Lippi ha scelto la coppia offensiva per la sfida di domani. L'attaccante della Juve: "Tranquilli, il gol arriverà"

NELSPRUIT. Totò Di Natale può attendere, non è ancora l'ora delle controfigure moderne di Schillaci. Ma sull'onda delle rievocazioni - perché questo resta, di fronte alla carenza del gol - rispunta la cabala del Paolorossi degli anni duemila, quell'Alberto Gilardino che nella data di nascita - 5 luglio '82 - sembra aver scritto un destino da goleador mondiale.     
''Alberto non è in crisi, come può esserlo uno che segna più di cento reti in carriera? Lui i gol li ha sempre fatti", la difesa di Vincenzo Iaquinta, il compagno azzurro scelto per domani a fare coppia con il centravanti. "La squadra deve stare tranquilla, il gol domani arriverà", la rassicurazione di Iaquinta.     
Per la Nuova Zelanda, come un anno fa nel test a Pretoria prima della Confederations, Lippi ha scelto la stessa coppia d'attacco, Gilardino più Iaquinta, e con un modulo più 'quadrato'. Dove al primo non si concederà di non restar "troppo solo in attacco", come secondo Marchisio era stato contro il Paraguay; al secondo di tornare al suo ruolo naturale, seconda punta.     
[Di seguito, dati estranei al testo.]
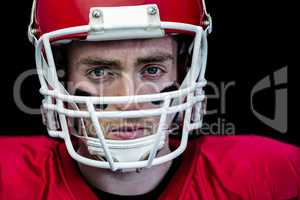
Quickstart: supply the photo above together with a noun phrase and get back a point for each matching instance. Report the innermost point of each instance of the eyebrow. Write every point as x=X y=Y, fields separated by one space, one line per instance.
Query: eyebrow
x=99 y=61
x=114 y=63
x=157 y=57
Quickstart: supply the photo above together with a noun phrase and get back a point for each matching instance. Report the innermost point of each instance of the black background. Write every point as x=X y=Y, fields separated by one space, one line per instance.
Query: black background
x=249 y=41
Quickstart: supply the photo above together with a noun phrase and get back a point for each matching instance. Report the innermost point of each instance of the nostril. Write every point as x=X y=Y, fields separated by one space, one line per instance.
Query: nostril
x=169 y=88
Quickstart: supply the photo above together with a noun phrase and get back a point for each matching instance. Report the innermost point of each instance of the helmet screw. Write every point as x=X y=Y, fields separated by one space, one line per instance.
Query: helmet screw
x=206 y=22
x=96 y=14
x=152 y=10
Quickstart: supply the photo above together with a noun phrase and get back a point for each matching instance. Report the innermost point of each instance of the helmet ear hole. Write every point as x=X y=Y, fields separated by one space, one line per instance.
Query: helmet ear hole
x=145 y=156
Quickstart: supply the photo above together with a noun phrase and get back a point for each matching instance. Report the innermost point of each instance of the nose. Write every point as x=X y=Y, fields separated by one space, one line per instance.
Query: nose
x=127 y=87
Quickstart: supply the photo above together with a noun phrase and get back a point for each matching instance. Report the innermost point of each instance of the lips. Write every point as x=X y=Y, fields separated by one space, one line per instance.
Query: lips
x=127 y=132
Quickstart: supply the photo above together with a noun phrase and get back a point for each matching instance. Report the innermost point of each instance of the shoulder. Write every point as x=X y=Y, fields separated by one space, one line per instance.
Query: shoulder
x=27 y=145
x=253 y=163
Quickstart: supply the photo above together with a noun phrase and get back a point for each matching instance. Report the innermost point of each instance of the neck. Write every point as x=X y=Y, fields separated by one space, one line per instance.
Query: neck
x=126 y=183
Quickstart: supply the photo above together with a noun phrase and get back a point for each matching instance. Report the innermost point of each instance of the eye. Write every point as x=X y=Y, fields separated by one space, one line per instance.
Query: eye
x=98 y=73
x=152 y=71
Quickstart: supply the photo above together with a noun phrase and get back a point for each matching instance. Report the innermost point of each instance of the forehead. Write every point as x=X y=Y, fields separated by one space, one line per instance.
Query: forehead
x=132 y=47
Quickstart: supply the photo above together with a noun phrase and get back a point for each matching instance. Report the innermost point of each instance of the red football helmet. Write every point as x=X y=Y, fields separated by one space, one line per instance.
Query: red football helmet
x=61 y=21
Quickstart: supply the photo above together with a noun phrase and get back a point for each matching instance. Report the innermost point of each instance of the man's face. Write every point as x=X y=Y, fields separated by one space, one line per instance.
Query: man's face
x=122 y=68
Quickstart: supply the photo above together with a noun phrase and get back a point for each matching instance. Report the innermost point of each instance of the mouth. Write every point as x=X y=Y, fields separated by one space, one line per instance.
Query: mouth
x=127 y=132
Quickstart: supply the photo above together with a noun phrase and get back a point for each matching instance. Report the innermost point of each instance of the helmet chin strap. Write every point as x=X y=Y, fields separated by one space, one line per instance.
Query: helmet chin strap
x=125 y=150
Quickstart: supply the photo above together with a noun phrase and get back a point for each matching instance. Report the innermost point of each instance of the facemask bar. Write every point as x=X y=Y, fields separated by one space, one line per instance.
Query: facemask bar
x=60 y=97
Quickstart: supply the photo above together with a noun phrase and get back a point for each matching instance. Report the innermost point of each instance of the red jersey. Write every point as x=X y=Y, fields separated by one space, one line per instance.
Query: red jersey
x=212 y=167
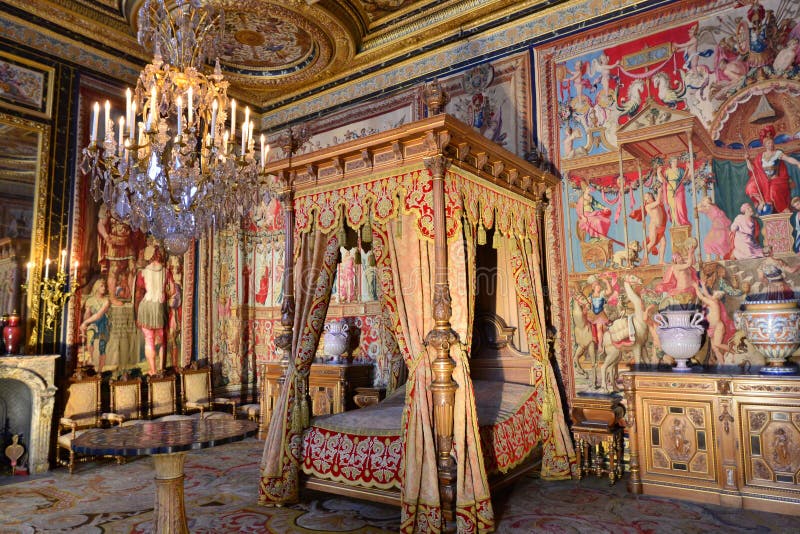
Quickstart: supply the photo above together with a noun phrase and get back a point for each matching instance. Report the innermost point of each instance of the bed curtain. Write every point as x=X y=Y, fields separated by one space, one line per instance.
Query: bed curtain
x=399 y=207
x=405 y=267
x=315 y=263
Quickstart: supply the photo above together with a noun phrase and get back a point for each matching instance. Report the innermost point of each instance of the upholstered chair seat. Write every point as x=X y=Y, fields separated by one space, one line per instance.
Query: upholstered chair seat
x=197 y=391
x=81 y=412
x=249 y=411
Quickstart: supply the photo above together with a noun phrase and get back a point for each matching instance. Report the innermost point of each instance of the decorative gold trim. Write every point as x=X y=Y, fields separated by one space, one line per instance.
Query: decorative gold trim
x=47 y=93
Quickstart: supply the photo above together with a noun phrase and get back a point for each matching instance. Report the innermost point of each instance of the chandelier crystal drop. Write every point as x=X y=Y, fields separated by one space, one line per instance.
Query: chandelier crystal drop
x=172 y=165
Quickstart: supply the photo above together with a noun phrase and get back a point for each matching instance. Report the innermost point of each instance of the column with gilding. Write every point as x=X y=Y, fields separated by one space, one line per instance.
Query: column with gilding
x=441 y=338
x=635 y=481
x=284 y=332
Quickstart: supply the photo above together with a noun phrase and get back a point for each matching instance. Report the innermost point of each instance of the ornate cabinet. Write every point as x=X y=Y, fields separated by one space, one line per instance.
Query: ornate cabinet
x=330 y=387
x=729 y=439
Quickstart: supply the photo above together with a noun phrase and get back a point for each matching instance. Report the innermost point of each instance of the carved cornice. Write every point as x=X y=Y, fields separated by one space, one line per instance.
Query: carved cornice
x=90 y=23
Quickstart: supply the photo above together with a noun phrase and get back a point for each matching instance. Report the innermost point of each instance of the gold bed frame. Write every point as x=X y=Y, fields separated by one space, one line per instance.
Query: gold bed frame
x=436 y=142
x=494 y=358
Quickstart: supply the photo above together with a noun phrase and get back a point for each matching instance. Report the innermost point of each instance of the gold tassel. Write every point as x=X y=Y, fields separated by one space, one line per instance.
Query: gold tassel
x=341 y=234
x=481 y=233
x=297 y=425
x=366 y=233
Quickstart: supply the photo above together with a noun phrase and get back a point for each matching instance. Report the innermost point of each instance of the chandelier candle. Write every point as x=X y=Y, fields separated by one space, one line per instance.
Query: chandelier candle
x=176 y=176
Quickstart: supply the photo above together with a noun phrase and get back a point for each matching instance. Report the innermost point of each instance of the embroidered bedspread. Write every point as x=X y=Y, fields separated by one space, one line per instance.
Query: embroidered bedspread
x=363 y=447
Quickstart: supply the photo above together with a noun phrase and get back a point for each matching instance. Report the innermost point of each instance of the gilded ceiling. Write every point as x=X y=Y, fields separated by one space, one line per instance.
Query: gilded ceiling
x=277 y=52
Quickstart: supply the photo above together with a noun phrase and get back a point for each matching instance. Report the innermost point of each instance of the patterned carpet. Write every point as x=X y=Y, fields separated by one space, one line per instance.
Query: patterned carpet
x=220 y=494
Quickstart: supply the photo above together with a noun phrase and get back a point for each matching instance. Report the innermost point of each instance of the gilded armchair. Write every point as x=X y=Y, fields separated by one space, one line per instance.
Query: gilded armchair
x=82 y=412
x=197 y=392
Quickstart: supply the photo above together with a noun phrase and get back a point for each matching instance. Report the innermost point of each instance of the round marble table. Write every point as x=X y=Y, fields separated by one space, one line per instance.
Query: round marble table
x=167 y=442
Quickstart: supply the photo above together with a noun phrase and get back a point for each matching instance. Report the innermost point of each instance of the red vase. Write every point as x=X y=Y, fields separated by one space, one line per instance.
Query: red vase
x=12 y=334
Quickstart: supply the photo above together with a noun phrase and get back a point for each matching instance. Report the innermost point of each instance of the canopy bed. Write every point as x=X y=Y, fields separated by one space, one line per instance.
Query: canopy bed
x=474 y=411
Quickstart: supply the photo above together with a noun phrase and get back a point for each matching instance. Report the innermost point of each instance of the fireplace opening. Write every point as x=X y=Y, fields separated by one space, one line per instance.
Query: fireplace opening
x=16 y=410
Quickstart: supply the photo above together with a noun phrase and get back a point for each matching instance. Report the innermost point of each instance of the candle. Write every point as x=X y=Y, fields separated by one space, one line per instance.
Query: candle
x=128 y=105
x=121 y=132
x=95 y=118
x=179 y=103
x=189 y=107
x=263 y=153
x=214 y=106
x=153 y=108
x=233 y=119
x=132 y=123
x=106 y=128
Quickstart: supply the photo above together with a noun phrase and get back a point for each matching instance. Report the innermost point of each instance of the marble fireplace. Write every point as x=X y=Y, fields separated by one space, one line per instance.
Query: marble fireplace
x=27 y=394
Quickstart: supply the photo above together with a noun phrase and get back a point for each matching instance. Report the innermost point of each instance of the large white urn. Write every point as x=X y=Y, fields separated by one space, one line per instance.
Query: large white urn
x=337 y=339
x=681 y=334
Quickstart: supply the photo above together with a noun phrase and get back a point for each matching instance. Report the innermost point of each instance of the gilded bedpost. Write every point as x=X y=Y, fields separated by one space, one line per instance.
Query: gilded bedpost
x=635 y=481
x=443 y=388
x=283 y=339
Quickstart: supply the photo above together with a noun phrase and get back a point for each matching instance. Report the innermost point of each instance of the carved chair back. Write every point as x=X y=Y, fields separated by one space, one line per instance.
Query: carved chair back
x=196 y=386
x=126 y=398
x=161 y=397
x=83 y=401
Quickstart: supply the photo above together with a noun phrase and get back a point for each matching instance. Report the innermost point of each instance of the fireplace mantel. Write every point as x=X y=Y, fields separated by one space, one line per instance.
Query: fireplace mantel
x=38 y=374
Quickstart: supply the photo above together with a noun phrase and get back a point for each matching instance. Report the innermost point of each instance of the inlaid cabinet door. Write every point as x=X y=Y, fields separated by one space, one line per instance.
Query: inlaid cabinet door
x=771 y=442
x=678 y=438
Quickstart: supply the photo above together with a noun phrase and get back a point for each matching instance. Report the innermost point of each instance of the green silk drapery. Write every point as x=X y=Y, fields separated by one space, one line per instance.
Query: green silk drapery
x=405 y=267
x=558 y=459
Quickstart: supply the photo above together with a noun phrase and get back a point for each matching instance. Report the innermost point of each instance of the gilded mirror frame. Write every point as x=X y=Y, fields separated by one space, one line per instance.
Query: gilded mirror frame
x=30 y=311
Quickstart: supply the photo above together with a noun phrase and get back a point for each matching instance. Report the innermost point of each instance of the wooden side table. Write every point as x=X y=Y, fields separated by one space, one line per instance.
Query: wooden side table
x=368 y=396
x=330 y=388
x=599 y=440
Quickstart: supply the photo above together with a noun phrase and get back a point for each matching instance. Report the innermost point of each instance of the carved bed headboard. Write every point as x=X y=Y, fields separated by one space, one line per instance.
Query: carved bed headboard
x=493 y=355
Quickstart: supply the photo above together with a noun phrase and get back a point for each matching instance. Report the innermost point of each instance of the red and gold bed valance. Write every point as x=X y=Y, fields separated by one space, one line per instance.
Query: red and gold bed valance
x=409 y=191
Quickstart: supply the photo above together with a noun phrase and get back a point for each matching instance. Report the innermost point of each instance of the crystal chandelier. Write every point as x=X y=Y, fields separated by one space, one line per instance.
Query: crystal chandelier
x=170 y=167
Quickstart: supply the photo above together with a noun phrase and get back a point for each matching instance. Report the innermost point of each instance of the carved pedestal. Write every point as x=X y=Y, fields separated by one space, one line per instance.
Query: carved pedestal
x=170 y=514
x=728 y=439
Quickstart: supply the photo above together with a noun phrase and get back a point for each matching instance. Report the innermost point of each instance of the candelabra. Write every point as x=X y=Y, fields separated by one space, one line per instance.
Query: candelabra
x=53 y=292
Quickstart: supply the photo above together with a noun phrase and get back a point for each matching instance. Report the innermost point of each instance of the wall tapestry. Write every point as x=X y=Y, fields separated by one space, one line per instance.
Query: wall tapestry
x=702 y=98
x=132 y=308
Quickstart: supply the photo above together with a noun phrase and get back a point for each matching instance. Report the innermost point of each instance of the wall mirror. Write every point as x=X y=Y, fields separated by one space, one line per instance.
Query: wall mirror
x=24 y=149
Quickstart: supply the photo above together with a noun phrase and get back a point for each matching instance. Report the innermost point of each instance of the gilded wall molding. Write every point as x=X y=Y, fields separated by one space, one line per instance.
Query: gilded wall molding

Niente più scuse, verrebbe da dire, se mai gli attaccanti ne hanno accampate. Ventuno gol azzurri in due (di cui 15 per Gilardino), in coppia i due scelti per domani non segnano da quel giugno 2009, quando Italia e Nuova Zelanda fu antipasto del test sudafricano per i Mondiali, e soprattutto una girandola di errori e di gol. Quattro a tre, però senza epos, e una doppietta a testa, due gol di Gilardino e due di Iaquinta. Ed era anche quella volta un 4-4-2. Ma i due in partite ufficiali sono tornati ad esultare solo un'altra volta a testa: a settembre dello scorso anno a Torino lo juventino, contro la Bulgaria, un mese dopo a Parma il fiorentino, con una tripletta che ribaltò il risultato con Cipro a qualificazione già ottenuta.
Ora Lippi concede a tutti e due un'altra chance, aspettando che un attaccante esploda e regali con i suoi gol un sorriso azzurro. "Sono sicuro, il gol lo facciamo: se poi vinciamo, non lo so...". A tutti, Lippi ha chiesto di "attaccare la zona tiro", di essere cattivi sottoporta. E di guardare in profondità, perché solo così si arriva lontani.